A year ago I wouldn't have been brave enough to go picking fruit with Cupcake. (This seems like a natural and sensible point to explain that I'll be calling my little girl Cupcake in these posts. Doubtless when she's older she will find that unbearably saccharine and laughable, but remind me to tell her then that it could have been a LOT worse. Mini Tart? Well quite - I thought not.)

Anyway, fruit picking. Why would that take courage? Well, I didn't trust myself to be able to cope with Cupcake's possible ... what shall I call them? Anxiety attacks almost, if a three year old can have those. I wanted so badly to know I could comfort her, contain her fears, make her world feel safe. But I wasn't sure, and she knew it. I learned more and more of her triggers, and slowly she showed me what helped her.

We went fruit picking today. It was great. It was quiet (most people still in school or work, or perhaps not trusting the breeze pushing dark clouds across the sky). Cupcake, as predicted, was very taken with the idea of carrying her own little "basket" and marched straight off to fill it. She turned out to be an asset in spotting ripe prime berries, as the ones at her eye level would be overlooked by most adult pickers, being around their knee-height.



Here are just a few of the things that would have sent Cupcake into a spiral of genuine fear previously: wide open spaces, doing something new, touching a gooseberry, eating a strawberry, being more than a few steps away from me... I could go on.
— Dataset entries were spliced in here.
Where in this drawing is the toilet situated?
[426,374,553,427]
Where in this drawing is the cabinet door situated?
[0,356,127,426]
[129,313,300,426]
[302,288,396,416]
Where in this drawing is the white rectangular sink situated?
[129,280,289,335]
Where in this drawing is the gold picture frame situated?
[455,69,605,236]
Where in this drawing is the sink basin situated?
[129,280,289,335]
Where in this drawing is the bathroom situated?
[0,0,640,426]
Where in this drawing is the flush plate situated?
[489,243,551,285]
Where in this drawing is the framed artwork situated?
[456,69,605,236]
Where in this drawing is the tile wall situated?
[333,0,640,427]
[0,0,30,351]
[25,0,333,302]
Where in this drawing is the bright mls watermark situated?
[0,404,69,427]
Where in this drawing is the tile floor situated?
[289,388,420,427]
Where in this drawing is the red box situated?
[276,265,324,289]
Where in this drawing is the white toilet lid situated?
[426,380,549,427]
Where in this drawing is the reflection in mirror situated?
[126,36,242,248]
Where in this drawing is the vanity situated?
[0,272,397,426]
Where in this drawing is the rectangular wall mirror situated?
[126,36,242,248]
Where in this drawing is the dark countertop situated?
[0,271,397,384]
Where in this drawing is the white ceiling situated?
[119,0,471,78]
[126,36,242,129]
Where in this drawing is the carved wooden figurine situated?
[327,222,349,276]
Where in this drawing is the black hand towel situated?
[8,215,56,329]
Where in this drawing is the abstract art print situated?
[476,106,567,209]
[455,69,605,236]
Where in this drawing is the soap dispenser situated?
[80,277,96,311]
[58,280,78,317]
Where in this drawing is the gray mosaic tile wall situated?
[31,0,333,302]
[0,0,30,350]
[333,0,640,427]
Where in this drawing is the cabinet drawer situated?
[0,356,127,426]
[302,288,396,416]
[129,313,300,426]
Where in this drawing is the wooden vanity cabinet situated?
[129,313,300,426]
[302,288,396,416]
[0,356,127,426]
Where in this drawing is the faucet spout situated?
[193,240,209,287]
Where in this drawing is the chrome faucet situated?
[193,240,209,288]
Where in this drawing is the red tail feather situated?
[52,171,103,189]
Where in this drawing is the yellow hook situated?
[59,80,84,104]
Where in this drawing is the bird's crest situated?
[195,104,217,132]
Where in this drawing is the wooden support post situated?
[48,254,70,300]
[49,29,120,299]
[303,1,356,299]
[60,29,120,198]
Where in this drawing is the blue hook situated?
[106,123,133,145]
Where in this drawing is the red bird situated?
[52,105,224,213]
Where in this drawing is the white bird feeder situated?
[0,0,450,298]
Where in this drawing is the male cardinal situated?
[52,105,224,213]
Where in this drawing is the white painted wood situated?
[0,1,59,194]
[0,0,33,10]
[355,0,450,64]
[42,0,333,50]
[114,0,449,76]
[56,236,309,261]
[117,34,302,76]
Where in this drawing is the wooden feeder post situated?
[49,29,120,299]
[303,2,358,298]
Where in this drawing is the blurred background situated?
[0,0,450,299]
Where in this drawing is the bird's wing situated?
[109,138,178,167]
Here's what bothered her today: a musical carousel (and she still decided to have a go on it, after watching for a few minutes to check it out). She alternated between striding and running up the grass between the fruit bushes, she ate far more strawberries than she carried home, she got a bit grumpy when I called to her to stay within sight...I loved it. Now, what am I going to do with all the gooseberries?